Le problème réside en partie dans le fait que la syphilis et d’autres agents pathogènes du genre Treponema ont des manifestations très similaires lorsqu’ils infectent les humains, ce qui peut être facilement confondu sans analyse génétique. La datation fiable des restes humains a également posé problème. L’étude actuelle, menée au Brésil, compense ces deux limites.
La découverte d’une ancienne maladie semblable à la bejel dans une région humide, loin des terres arides de son homologue moderne, suggère que les premiers tréponèmes étaient répandus et capables de s’adapter à différents climats et emplacements géographiques. Certains ossements humains découverts dans une grotte mexicaine présentent des lésions semblables à celles de la syphilis datant de 9 900 ans. Ces lésions étaient peut-être également causées par une maladie de type bejel.
A partir de l’étude : a. Une carte montrant l’emplacement du site archéologique de Jabuticabeira II sur la côte sud de l’État de Santa Catarina, au Brésil, et les échantillons pour lesquels des génomes ont été reconstruits. b. Un arbre phylogénétique de vraisemblance maximale des souches modernes et anciennes de T. pallidum. Tous les génomes anciens utilisés dans cette étude sont indiqués en gras. (K. Majander et col./ Nature)
Il s’avère que les origines de la syphilis ne se limitent pas à un seul endroit ou à une seule époque. La première épidémie en Europe était peut-être due à une mutation d’un tréponème qui existait dans cette région ou à proximité depuis des millénaires.

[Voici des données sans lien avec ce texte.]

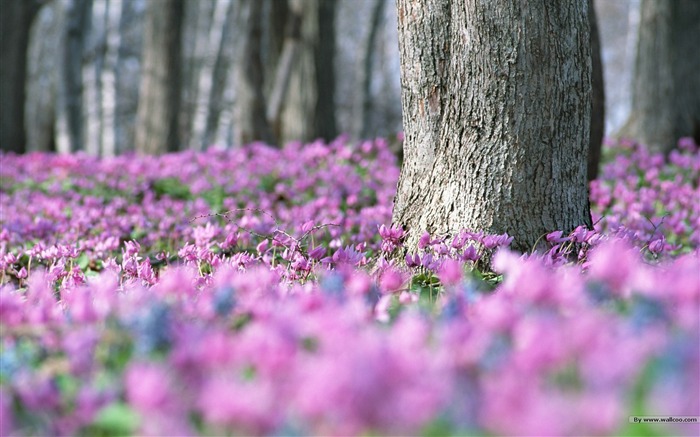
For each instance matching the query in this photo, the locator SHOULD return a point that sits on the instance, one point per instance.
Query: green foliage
(171, 187)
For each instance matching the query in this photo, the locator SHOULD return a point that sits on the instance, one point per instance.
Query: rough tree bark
(159, 91)
(666, 82)
(598, 97)
(496, 100)
(15, 24)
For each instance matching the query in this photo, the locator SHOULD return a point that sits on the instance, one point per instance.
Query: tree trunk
(363, 102)
(220, 73)
(496, 100)
(128, 74)
(309, 106)
(78, 17)
(251, 121)
(206, 73)
(324, 58)
(16, 22)
(666, 83)
(598, 97)
(159, 92)
(45, 44)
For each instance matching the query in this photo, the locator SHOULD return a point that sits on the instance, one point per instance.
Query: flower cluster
(253, 292)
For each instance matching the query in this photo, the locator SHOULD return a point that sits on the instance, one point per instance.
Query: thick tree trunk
(598, 97)
(666, 83)
(496, 100)
(15, 24)
(159, 95)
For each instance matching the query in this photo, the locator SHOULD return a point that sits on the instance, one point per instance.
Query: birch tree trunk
(666, 82)
(219, 78)
(250, 118)
(78, 18)
(309, 107)
(159, 91)
(44, 78)
(363, 101)
(496, 100)
(598, 97)
(16, 22)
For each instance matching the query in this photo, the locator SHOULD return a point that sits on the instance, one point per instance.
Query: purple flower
(450, 272)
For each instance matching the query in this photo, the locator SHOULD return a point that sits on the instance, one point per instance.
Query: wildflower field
(257, 291)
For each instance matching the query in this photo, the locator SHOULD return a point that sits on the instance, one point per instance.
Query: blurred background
(112, 76)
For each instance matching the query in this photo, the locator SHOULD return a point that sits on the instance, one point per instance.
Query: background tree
(363, 105)
(15, 24)
(159, 92)
(496, 101)
(598, 97)
(666, 83)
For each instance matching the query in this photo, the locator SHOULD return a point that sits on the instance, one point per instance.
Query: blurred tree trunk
(93, 70)
(309, 107)
(666, 82)
(206, 74)
(44, 77)
(250, 120)
(196, 52)
(496, 101)
(110, 138)
(598, 97)
(159, 91)
(324, 58)
(128, 72)
(220, 73)
(363, 102)
(70, 117)
(15, 24)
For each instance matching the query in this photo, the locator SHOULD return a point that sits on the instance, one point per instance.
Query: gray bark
(496, 99)
(251, 122)
(598, 97)
(206, 74)
(220, 73)
(44, 78)
(159, 92)
(666, 83)
(363, 103)
(16, 22)
(131, 26)
(308, 111)
(324, 67)
(78, 17)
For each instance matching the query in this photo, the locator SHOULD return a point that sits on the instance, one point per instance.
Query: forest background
(243, 70)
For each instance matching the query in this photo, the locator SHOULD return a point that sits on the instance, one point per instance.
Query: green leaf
(117, 419)
(215, 198)
(172, 187)
(83, 261)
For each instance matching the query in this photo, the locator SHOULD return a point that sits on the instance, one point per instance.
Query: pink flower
(450, 272)
(149, 387)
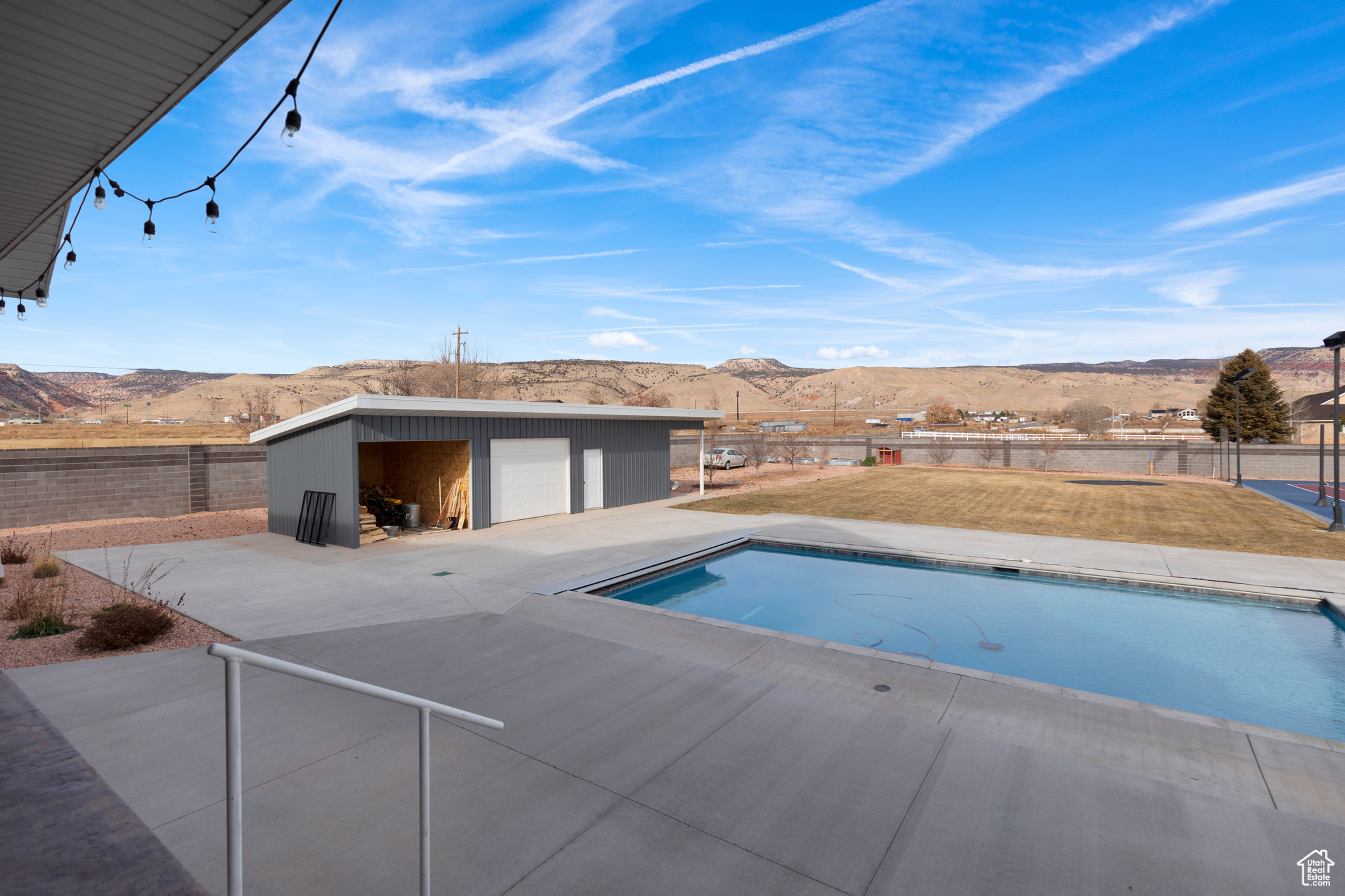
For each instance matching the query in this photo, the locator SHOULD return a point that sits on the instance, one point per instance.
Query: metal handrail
(234, 657)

Selon l’archéologue Verena Schünemann, de l’université de Zurich et coauteure de l’étude :
Comme nous n’avons pas trouvé de syphilis sexuellement transmissible en Amérique du Sud, la théorie selon laquelle Christophe Colomb aurait apporté la syphilis en Europe semble plus improbable.
L’équipe espère que d’autres poursuivront ses travaux en étudiant l’ancien ADN bactérien dans d’autres restes humains trouvés ailleurs sur le continent.
L’étude publiée dans Nature : Redefining the treponemal history through pre-Columbian genomes from Brazil et présentée sur le site de l’Université de Basel : Syphilis-like diseases were already widespread in America before the arrival of Columbus.